Erstaufnahmestelle Traiskirchen unter Quarantäne. Die Erstaufnahmestelle in Traiskirchen (Bezirk Baden) muss unter Quarantäne gestellt werden. Zwei bestätigte Covid-19-Fälle machen diese Maßnahme notwendig. Die NÖN sprach nach dem Bekanntwerden mit Badens Bezirkspolizeikommandant Hannes Jantschy.

Von Judith Jandrinitsch. Update am 24. März 2020 (16:32)
Thomas Lenger/Monatsrevue

Jetzt ist es also doch passiert. Zwei Insassen des Erstaufnahmezentrums in Traiskirchen wurden positiv auf COVID-19 getestet. Seit heute gilt ein Betretungsverbot der Betreuungsstelle Ost. 

Bezirkspolizeikommandant Hannes Jantschy gehört dem Krisenstab rund um Badens Bezirkshauptfrau Verena Sonnleitner und Traiskirchens Bürgermeister Andreas Babler, SPÖ, an. Jantschy erklärt: "Eine Person wurde gestern Abend positiv getestet, eine andere Person heute in der Früh."

Selbstverständlich sei im Erstaufnahmezentrum stets medizinisches Personal vor Ort, das sich um die Asylwerber kümmere, besonders in Zeiten wie diesen. Jantschy erläutert: "Wenn verdächtige Symptome bei einem Asylwerber auftreten, dann achten die medizinisch Verantwortlichen darauf, sind das COVID-19 Symptome, auf welcher Route ist der Asylsuchende nach Österreich gereist. So war es auch bei den beiden bestätigten Fällen."

Quarantäne bedeutet, dass in dem Fall niemand das Erstaufnahmezentrum betreten oder verlassen darf. Jantschy versichert: "Ob das Ausgehverbot auch eingehalten wird, das kontrollieren die Beamten der Polizeiinspektion Traiskirchen. Und selbstverständlich unterstützt das Stadtkommando Baden auch die Kollegen in Traiskirchen."

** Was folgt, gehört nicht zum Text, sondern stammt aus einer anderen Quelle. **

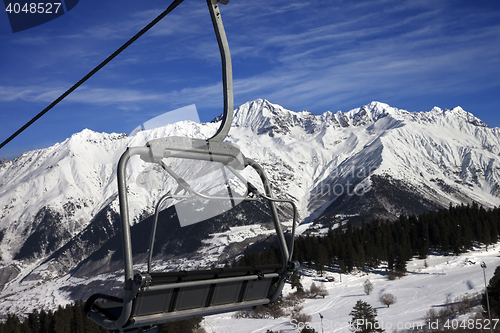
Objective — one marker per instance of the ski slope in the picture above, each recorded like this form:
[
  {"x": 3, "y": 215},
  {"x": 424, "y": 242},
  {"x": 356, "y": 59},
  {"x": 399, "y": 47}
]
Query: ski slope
[{"x": 422, "y": 289}]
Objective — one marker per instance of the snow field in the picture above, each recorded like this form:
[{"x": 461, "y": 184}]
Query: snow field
[{"x": 419, "y": 291}]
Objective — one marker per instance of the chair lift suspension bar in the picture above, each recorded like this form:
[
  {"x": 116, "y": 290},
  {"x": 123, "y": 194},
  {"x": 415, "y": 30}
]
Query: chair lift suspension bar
[{"x": 152, "y": 298}]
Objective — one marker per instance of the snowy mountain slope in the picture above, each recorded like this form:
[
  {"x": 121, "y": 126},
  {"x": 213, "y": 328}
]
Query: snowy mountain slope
[
  {"x": 423, "y": 289},
  {"x": 59, "y": 208}
]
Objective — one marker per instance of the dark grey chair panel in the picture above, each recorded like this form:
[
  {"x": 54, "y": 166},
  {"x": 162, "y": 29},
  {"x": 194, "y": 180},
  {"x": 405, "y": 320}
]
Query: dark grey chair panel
[{"x": 151, "y": 302}]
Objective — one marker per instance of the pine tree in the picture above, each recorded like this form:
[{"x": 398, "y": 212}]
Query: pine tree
[
  {"x": 295, "y": 282},
  {"x": 364, "y": 319}
]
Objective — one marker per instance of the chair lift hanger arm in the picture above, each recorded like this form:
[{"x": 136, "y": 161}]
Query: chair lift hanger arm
[{"x": 227, "y": 71}]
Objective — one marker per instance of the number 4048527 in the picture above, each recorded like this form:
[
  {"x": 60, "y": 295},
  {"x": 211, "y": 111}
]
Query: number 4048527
[{"x": 33, "y": 8}]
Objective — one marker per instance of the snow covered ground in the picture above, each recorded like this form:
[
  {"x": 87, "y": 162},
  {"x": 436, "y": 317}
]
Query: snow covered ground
[{"x": 422, "y": 289}]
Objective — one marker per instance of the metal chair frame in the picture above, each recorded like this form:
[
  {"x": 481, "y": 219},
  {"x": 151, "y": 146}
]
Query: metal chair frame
[{"x": 151, "y": 298}]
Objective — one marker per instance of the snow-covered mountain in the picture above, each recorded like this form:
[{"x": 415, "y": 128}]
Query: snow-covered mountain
[{"x": 59, "y": 206}]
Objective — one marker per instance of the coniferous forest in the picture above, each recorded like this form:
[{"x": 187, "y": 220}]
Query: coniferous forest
[{"x": 445, "y": 232}]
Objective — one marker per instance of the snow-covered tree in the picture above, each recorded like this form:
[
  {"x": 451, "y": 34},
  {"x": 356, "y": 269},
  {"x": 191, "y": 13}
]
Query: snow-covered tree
[{"x": 364, "y": 319}]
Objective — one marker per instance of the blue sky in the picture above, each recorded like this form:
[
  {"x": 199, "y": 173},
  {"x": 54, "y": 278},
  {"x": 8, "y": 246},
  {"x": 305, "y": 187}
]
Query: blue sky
[{"x": 304, "y": 55}]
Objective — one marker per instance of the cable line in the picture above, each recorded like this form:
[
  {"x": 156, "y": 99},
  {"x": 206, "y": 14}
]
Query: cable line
[{"x": 95, "y": 70}]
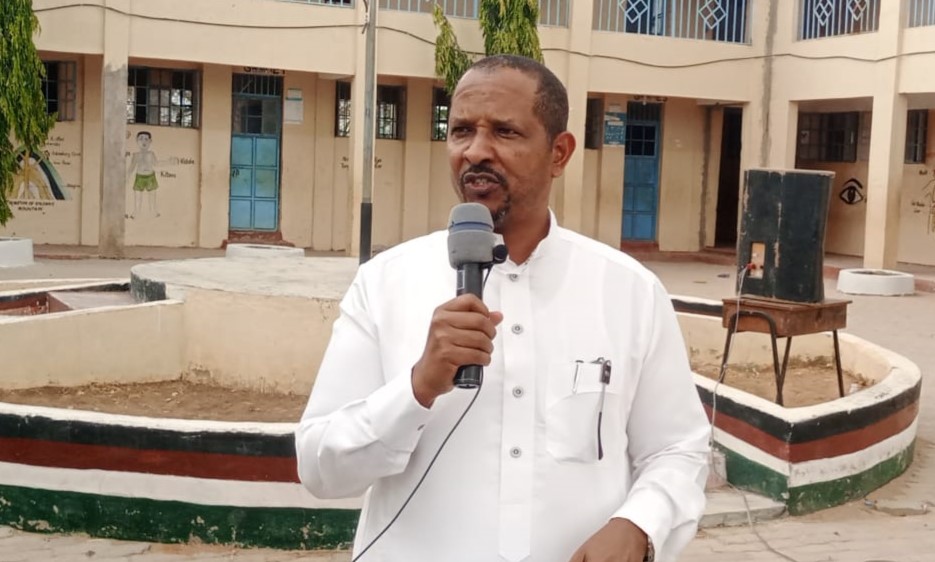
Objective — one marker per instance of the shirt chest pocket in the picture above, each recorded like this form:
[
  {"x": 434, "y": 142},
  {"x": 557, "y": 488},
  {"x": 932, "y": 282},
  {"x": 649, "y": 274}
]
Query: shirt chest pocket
[{"x": 582, "y": 412}]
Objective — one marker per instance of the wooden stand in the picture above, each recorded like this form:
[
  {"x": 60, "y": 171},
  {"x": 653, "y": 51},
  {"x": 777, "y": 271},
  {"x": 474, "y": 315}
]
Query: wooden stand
[{"x": 783, "y": 319}]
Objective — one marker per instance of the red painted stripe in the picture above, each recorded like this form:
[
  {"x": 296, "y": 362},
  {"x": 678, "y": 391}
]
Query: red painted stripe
[
  {"x": 832, "y": 446},
  {"x": 37, "y": 452}
]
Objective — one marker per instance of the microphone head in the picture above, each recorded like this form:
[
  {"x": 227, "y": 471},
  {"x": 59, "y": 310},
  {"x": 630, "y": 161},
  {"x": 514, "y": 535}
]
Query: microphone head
[{"x": 470, "y": 235}]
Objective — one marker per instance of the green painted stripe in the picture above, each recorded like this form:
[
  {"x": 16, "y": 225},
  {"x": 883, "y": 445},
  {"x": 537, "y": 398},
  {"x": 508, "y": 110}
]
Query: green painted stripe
[
  {"x": 232, "y": 442},
  {"x": 112, "y": 517},
  {"x": 821, "y": 495},
  {"x": 749, "y": 475}
]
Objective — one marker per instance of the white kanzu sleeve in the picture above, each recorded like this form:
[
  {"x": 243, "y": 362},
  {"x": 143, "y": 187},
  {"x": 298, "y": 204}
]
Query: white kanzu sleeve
[
  {"x": 668, "y": 433},
  {"x": 358, "y": 426}
]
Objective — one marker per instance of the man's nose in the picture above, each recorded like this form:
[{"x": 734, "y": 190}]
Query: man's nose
[{"x": 480, "y": 148}]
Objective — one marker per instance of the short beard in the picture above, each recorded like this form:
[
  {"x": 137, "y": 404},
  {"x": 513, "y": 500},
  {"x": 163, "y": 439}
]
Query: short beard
[{"x": 500, "y": 214}]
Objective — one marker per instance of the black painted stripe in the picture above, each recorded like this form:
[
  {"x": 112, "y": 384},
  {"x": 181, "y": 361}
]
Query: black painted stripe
[
  {"x": 694, "y": 307},
  {"x": 817, "y": 428},
  {"x": 116, "y": 435}
]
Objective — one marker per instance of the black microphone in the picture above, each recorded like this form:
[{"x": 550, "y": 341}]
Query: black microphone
[{"x": 472, "y": 248}]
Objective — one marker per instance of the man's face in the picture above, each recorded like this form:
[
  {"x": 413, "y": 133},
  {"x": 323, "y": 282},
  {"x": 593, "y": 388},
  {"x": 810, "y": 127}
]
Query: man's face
[{"x": 499, "y": 151}]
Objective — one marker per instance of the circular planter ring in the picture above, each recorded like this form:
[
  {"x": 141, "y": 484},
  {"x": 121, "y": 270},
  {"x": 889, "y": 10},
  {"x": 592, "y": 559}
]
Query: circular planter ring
[{"x": 880, "y": 282}]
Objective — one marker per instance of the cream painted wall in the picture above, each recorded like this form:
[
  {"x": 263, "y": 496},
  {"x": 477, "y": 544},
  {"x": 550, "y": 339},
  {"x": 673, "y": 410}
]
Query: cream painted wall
[
  {"x": 215, "y": 143},
  {"x": 917, "y": 207},
  {"x": 298, "y": 157},
  {"x": 130, "y": 344},
  {"x": 681, "y": 176}
]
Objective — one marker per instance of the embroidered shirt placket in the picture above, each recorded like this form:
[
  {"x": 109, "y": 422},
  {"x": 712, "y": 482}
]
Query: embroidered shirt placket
[{"x": 518, "y": 437}]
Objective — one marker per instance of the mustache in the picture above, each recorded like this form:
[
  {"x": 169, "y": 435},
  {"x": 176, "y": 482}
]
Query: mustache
[{"x": 481, "y": 169}]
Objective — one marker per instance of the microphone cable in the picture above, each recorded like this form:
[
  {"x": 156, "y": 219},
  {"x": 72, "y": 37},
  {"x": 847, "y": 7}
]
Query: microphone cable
[
  {"x": 441, "y": 447},
  {"x": 422, "y": 478}
]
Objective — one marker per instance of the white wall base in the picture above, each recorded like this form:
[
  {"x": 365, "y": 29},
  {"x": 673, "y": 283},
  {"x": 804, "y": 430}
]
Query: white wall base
[
  {"x": 262, "y": 251},
  {"x": 880, "y": 282},
  {"x": 15, "y": 252}
]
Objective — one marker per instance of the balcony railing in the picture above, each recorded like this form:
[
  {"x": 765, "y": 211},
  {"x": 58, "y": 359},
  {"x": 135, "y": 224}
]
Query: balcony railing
[
  {"x": 831, "y": 18},
  {"x": 921, "y": 12},
  {"x": 551, "y": 12},
  {"x": 715, "y": 20},
  {"x": 339, "y": 3}
]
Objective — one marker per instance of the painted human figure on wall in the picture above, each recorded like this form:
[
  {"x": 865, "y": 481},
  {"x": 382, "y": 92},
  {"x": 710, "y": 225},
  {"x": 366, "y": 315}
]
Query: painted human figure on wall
[{"x": 141, "y": 174}]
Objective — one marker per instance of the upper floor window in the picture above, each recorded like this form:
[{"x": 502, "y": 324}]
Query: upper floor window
[
  {"x": 59, "y": 86},
  {"x": 714, "y": 20},
  {"x": 391, "y": 107},
  {"x": 829, "y": 18},
  {"x": 441, "y": 102},
  {"x": 828, "y": 137},
  {"x": 162, "y": 96},
  {"x": 342, "y": 109},
  {"x": 916, "y": 136}
]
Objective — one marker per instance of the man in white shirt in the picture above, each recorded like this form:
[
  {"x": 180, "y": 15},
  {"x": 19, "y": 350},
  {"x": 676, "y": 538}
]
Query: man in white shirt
[{"x": 554, "y": 462}]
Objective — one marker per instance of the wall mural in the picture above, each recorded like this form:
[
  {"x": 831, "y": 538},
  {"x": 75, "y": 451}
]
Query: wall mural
[
  {"x": 142, "y": 177},
  {"x": 853, "y": 192}
]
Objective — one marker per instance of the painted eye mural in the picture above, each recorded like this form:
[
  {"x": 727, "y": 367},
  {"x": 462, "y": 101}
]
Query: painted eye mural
[{"x": 853, "y": 192}]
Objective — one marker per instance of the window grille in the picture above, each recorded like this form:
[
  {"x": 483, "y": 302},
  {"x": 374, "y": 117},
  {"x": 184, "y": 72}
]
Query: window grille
[
  {"x": 60, "y": 86},
  {"x": 160, "y": 96}
]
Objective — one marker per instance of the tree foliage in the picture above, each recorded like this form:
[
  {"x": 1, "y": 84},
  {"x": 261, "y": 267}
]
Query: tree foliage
[
  {"x": 23, "y": 113},
  {"x": 509, "y": 27}
]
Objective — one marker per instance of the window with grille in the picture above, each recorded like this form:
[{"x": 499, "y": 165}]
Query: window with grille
[
  {"x": 593, "y": 123},
  {"x": 916, "y": 135},
  {"x": 828, "y": 137},
  {"x": 342, "y": 109},
  {"x": 59, "y": 86},
  {"x": 441, "y": 102},
  {"x": 391, "y": 102},
  {"x": 162, "y": 96}
]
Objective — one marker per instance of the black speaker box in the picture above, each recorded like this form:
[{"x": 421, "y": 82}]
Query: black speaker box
[{"x": 782, "y": 234}]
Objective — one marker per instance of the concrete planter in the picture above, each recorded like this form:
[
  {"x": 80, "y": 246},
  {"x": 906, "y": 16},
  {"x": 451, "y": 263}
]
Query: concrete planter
[
  {"x": 880, "y": 282},
  {"x": 15, "y": 252}
]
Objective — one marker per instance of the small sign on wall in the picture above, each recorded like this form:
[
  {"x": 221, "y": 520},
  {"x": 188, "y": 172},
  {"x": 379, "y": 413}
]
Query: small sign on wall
[
  {"x": 615, "y": 128},
  {"x": 294, "y": 107}
]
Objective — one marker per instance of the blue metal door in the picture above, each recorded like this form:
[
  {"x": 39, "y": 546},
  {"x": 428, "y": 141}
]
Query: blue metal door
[
  {"x": 641, "y": 172},
  {"x": 255, "y": 155}
]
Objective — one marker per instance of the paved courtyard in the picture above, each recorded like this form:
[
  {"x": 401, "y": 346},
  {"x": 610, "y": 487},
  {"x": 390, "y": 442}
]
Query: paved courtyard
[{"x": 894, "y": 524}]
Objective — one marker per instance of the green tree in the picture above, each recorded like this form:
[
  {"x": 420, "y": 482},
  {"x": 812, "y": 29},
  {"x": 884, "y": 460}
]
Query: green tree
[
  {"x": 509, "y": 27},
  {"x": 23, "y": 113}
]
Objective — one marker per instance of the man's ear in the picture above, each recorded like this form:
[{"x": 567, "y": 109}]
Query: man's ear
[{"x": 562, "y": 148}]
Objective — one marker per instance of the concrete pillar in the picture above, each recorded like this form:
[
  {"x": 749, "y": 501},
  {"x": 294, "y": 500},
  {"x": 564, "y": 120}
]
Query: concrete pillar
[
  {"x": 417, "y": 158},
  {"x": 358, "y": 87},
  {"x": 887, "y": 145},
  {"x": 214, "y": 193},
  {"x": 576, "y": 82},
  {"x": 91, "y": 138},
  {"x": 114, "y": 128}
]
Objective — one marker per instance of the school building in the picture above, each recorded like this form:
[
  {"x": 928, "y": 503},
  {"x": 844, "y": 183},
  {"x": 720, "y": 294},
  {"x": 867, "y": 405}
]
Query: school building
[{"x": 191, "y": 123}]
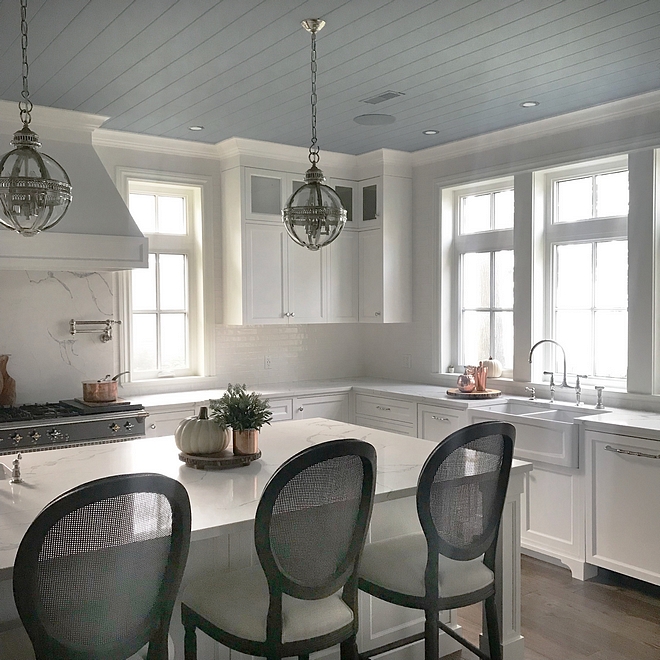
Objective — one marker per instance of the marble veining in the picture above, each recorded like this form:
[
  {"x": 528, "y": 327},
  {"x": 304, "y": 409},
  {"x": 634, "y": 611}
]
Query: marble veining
[{"x": 221, "y": 500}]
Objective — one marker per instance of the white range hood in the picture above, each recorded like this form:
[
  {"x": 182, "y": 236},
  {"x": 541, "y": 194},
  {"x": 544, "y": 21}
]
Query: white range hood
[{"x": 97, "y": 232}]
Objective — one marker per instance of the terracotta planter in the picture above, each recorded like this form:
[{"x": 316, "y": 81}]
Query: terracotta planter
[{"x": 246, "y": 442}]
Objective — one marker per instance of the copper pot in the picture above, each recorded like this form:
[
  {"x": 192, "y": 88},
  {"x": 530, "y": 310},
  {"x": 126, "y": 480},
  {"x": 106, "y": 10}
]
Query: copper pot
[{"x": 101, "y": 391}]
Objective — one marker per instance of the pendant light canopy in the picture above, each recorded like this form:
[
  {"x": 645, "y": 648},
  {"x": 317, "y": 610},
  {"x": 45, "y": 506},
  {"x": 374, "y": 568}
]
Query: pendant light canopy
[
  {"x": 313, "y": 215},
  {"x": 35, "y": 191}
]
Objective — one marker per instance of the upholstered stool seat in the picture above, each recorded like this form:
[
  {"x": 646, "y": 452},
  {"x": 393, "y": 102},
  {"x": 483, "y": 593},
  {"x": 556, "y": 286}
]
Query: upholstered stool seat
[
  {"x": 238, "y": 603},
  {"x": 398, "y": 565},
  {"x": 450, "y": 562},
  {"x": 309, "y": 531}
]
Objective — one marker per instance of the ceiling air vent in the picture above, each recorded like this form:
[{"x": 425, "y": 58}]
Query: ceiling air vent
[{"x": 385, "y": 96}]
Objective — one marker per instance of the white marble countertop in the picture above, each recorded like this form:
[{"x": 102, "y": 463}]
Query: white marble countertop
[
  {"x": 613, "y": 420},
  {"x": 221, "y": 499}
]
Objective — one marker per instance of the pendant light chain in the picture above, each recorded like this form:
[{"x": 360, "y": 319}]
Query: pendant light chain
[
  {"x": 313, "y": 149},
  {"x": 25, "y": 106}
]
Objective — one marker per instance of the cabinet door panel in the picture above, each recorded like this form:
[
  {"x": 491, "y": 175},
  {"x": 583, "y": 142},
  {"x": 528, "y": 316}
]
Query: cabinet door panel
[
  {"x": 371, "y": 276},
  {"x": 343, "y": 278},
  {"x": 266, "y": 267},
  {"x": 306, "y": 283}
]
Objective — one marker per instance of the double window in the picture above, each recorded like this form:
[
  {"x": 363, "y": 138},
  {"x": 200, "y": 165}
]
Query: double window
[
  {"x": 164, "y": 301},
  {"x": 580, "y": 253}
]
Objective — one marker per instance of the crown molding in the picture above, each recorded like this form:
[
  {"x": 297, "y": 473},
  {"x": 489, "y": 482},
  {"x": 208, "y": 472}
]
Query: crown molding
[
  {"x": 629, "y": 108},
  {"x": 104, "y": 137}
]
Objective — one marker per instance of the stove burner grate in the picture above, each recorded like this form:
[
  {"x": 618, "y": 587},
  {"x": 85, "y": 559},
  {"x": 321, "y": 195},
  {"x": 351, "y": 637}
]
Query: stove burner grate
[{"x": 35, "y": 411}]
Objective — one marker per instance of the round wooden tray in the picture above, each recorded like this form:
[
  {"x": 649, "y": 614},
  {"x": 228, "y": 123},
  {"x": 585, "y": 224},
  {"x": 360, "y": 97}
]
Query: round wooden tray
[
  {"x": 488, "y": 394},
  {"x": 219, "y": 461}
]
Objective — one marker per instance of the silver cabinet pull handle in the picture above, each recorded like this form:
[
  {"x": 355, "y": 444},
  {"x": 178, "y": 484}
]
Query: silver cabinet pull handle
[{"x": 628, "y": 452}]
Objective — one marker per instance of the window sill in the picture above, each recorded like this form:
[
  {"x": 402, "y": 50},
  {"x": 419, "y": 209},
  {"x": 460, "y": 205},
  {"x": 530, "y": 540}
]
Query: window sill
[{"x": 162, "y": 385}]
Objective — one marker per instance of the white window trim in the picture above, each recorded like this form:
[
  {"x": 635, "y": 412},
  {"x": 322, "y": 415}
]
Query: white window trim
[{"x": 203, "y": 340}]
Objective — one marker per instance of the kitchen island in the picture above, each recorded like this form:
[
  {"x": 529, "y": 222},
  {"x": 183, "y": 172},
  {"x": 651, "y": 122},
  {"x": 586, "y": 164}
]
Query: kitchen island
[{"x": 224, "y": 505}]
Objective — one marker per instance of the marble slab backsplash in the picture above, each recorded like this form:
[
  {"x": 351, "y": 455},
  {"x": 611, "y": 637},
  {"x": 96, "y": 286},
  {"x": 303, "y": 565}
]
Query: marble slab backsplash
[{"x": 47, "y": 362}]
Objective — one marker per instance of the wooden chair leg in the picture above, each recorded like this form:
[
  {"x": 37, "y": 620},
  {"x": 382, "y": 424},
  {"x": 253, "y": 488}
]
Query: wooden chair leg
[
  {"x": 190, "y": 643},
  {"x": 348, "y": 649},
  {"x": 493, "y": 628},
  {"x": 431, "y": 631}
]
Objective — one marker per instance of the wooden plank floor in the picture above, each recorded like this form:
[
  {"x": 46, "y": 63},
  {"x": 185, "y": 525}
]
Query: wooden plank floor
[{"x": 611, "y": 617}]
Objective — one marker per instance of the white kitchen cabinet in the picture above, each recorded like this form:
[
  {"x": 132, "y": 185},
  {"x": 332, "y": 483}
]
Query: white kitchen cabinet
[
  {"x": 387, "y": 414},
  {"x": 553, "y": 502},
  {"x": 285, "y": 283},
  {"x": 437, "y": 422},
  {"x": 343, "y": 278},
  {"x": 328, "y": 406},
  {"x": 623, "y": 518},
  {"x": 385, "y": 252},
  {"x": 165, "y": 419}
]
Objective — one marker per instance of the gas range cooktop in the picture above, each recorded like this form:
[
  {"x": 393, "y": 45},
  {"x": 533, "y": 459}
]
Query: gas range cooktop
[{"x": 68, "y": 423}]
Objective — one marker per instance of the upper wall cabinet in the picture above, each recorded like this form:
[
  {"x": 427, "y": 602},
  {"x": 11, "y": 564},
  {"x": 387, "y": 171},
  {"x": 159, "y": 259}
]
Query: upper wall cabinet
[
  {"x": 385, "y": 249},
  {"x": 365, "y": 275}
]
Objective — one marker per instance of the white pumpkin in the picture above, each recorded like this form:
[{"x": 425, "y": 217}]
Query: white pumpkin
[
  {"x": 494, "y": 367},
  {"x": 201, "y": 435}
]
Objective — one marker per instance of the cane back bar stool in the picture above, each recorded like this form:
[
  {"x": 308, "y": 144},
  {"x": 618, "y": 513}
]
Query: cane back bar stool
[
  {"x": 98, "y": 570},
  {"x": 450, "y": 563},
  {"x": 310, "y": 528}
]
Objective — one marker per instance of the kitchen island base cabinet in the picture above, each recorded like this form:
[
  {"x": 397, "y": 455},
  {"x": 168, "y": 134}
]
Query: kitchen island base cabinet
[{"x": 623, "y": 519}]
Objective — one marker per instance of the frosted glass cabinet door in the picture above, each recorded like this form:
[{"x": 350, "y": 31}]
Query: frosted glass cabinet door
[
  {"x": 265, "y": 193},
  {"x": 266, "y": 267}
]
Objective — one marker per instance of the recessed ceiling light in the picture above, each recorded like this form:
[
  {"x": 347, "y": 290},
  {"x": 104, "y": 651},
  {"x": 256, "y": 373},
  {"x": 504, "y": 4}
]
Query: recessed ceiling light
[{"x": 374, "y": 120}]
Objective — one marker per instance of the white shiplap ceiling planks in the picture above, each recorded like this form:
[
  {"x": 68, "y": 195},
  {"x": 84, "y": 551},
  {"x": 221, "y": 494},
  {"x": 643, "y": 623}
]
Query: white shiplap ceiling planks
[{"x": 241, "y": 67}]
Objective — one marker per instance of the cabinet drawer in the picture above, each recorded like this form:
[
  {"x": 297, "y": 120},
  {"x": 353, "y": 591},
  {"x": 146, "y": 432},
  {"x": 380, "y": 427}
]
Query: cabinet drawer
[
  {"x": 382, "y": 408},
  {"x": 437, "y": 422},
  {"x": 385, "y": 425},
  {"x": 166, "y": 421}
]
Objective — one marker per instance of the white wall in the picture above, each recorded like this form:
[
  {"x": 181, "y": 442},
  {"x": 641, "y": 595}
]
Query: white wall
[{"x": 623, "y": 127}]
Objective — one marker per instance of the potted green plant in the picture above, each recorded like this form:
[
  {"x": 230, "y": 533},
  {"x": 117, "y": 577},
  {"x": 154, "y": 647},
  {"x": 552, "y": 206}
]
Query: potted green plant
[{"x": 245, "y": 412}]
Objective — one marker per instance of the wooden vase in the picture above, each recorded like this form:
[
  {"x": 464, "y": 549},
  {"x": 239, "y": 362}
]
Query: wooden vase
[{"x": 246, "y": 442}]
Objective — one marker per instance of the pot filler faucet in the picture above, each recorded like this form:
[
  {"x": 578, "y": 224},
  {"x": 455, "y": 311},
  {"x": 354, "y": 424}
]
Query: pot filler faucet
[{"x": 552, "y": 341}]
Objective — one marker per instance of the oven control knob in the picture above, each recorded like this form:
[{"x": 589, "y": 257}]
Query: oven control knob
[{"x": 55, "y": 435}]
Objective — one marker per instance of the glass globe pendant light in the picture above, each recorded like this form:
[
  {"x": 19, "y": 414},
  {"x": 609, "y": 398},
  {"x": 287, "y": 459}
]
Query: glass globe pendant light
[
  {"x": 35, "y": 191},
  {"x": 313, "y": 215}
]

Bürgermeister Andreas Babler
Stadtgemeinde Traiskirchen

„Für mich ist es nur logisch, dass hier gleich vorgegangen wird wie in anderen großen Einrichtungen, wo viele Menschen zusammen kommen. Ähnlich wie bereits vor einigen Tagen in der Flüchtlingsunterkunft Salzburg oder in der steirischen Bundesheerkaserne, müssen auch in Traiskirchen die entsprechenden Maßnahmen gesetzt werden. Wichtig ist auch, dass hier für eine dementsprechende psychologische Betreuung für die Flüchtenden in dieser Situation gesorgt ist. Ich hoffe auf einen guten Verlauf für alle Beteiligten", so Traiskirchens Bürgermeister Andreas Babler.